The federal government today presented the 2025 federal budget, which provides for a significant increase in investments. Finance Minister Lars Klingbeil explained that this was necessary to increase the potential growth of the economy, which has shown persistent weakness in recent years. According to the analysis by Dr. Florian Schuster-Johnson and Philippa Sigl-Glöckner are planning an investment volume of 116 billion euros and defense spending of 62 billion euros for the current year. This is part of a comprehensive fiscal package that enables higher spending on defense, infrastructure and climate protection. These measures are urgently needed because from 2027 onwards spending in areas not covered by special rules is expected to fall, which is dictated by the fiscal framework. The 2025 budget therefore shows a clear direction towards more investment, although the planning up to 2029 also forecasts gaps that will be 22 billion euros in 2027, 56 billion euros in 2028 and 66 billion euros in 2029.

The federal government has also emphasized that interest expenses could fall by around 5 billion euros from 2025. Nevertheless, an increase in interest expenses is expected due to increased federal debt. Maneuvering mass in the household is currently around 24 percent, with the possibility of falling to less than 5 percent by 2035. At the same time, an increasing need for social transfers, such as electricity price subsidies, is forecast.

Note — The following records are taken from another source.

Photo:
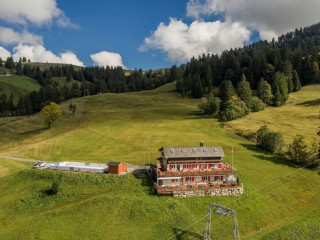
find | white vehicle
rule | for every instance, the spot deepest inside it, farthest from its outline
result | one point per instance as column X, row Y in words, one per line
column 42, row 164
column 36, row 165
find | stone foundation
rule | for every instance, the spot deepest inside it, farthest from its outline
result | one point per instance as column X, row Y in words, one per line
column 209, row 192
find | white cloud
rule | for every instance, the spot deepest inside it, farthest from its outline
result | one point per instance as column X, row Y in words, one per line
column 4, row 53
column 181, row 42
column 10, row 36
column 104, row 58
column 39, row 12
column 38, row 53
column 270, row 17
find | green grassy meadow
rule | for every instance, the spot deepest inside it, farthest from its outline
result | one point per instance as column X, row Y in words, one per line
column 131, row 127
column 18, row 85
column 300, row 115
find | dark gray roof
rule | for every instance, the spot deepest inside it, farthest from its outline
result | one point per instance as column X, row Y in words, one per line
column 192, row 152
column 114, row 163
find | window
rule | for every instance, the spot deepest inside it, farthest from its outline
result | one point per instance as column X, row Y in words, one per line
column 206, row 178
column 172, row 167
column 189, row 179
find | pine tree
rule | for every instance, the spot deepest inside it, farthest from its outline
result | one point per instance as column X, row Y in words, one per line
column 208, row 78
column 264, row 91
column 226, row 90
column 296, row 81
column 197, row 90
column 19, row 68
column 244, row 90
column 280, row 89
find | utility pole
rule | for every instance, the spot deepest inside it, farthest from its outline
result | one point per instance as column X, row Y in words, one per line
column 223, row 211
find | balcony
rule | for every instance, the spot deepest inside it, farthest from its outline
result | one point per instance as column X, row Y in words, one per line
column 170, row 189
column 195, row 172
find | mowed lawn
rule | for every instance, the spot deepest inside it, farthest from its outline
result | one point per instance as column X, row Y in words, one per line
column 131, row 127
column 300, row 115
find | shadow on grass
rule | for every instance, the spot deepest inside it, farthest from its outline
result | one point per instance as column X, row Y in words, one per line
column 183, row 234
column 146, row 182
column 263, row 155
column 310, row 103
column 34, row 131
column 200, row 115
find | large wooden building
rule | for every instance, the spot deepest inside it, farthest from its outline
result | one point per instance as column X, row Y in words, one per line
column 193, row 167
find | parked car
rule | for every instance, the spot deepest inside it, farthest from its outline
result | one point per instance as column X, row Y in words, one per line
column 42, row 164
column 36, row 165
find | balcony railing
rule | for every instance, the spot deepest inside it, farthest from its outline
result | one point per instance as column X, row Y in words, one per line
column 195, row 172
column 194, row 187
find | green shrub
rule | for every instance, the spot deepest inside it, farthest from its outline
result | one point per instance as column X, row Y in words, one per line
column 233, row 109
column 257, row 105
column 269, row 140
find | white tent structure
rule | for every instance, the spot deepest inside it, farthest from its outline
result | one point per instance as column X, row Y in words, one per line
column 80, row 167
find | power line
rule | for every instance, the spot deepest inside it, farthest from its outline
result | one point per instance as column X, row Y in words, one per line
column 255, row 190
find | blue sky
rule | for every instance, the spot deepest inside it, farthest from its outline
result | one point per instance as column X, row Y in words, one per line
column 141, row 34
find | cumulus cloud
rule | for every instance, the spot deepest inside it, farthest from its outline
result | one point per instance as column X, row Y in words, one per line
column 270, row 17
column 181, row 42
column 104, row 58
column 39, row 12
column 10, row 36
column 4, row 53
column 38, row 53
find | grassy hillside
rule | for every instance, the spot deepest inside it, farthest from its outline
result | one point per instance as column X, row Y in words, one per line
column 299, row 115
column 8, row 166
column 63, row 80
column 131, row 127
column 18, row 85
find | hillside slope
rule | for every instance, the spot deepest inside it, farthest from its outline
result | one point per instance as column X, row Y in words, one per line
column 300, row 115
column 18, row 85
column 131, row 127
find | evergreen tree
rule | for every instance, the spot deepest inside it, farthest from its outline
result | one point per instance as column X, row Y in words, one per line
column 244, row 91
column 209, row 78
column 19, row 68
column 9, row 63
column 315, row 72
column 296, row 81
column 197, row 90
column 280, row 89
column 264, row 91
column 226, row 90
column 21, row 107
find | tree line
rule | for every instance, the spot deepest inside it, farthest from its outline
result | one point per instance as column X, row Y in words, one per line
column 271, row 70
column 89, row 81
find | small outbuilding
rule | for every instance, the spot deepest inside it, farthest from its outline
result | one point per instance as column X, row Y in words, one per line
column 117, row 167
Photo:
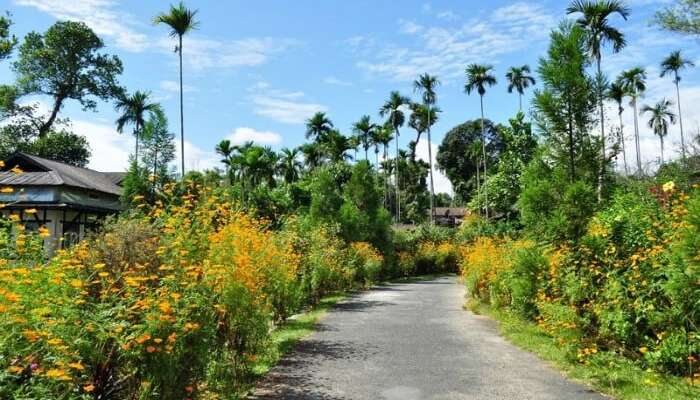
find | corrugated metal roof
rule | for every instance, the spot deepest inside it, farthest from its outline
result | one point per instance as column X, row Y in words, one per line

Need for reform and strategies

Given the preferred spending plan, the analysis emphasized the need for fundamental budget reform. This reform should be aimed at economic growth in order to reduce the need for subsidies and cover interest costs. One proposal calls for the establishment of a “Commission for Growth and Sustainable Public Finances”, in which key ministries such as the Ministry of Finance, the Ministry of Labor and the Ministry of Economic Affairs would be involved.

In order to strengthen the structures of the German economy, comprehensive structural reforms are necessary. These include, among other things, shorter approval procedures and access to more skilled workers. A reduction in energy prices, coupled with a reduction in bureaucracy, could also contribute to strengthening Germany as a business location. An immediate investment program with targeted investment incentives is intended to support the modernization of the country. The planned measures include a depreciation booster of 30 percent per year for equipment investments and a gradual reduction in corporate tax by one percent annually, starting in 2028, down to 10 percent.

The government aims to reduce the overall tax burden for companies to just under 25 percent from 2032, which should increase planning and investment security for companies. This is particularly important to ensure the security of well-paid jobs in Germany.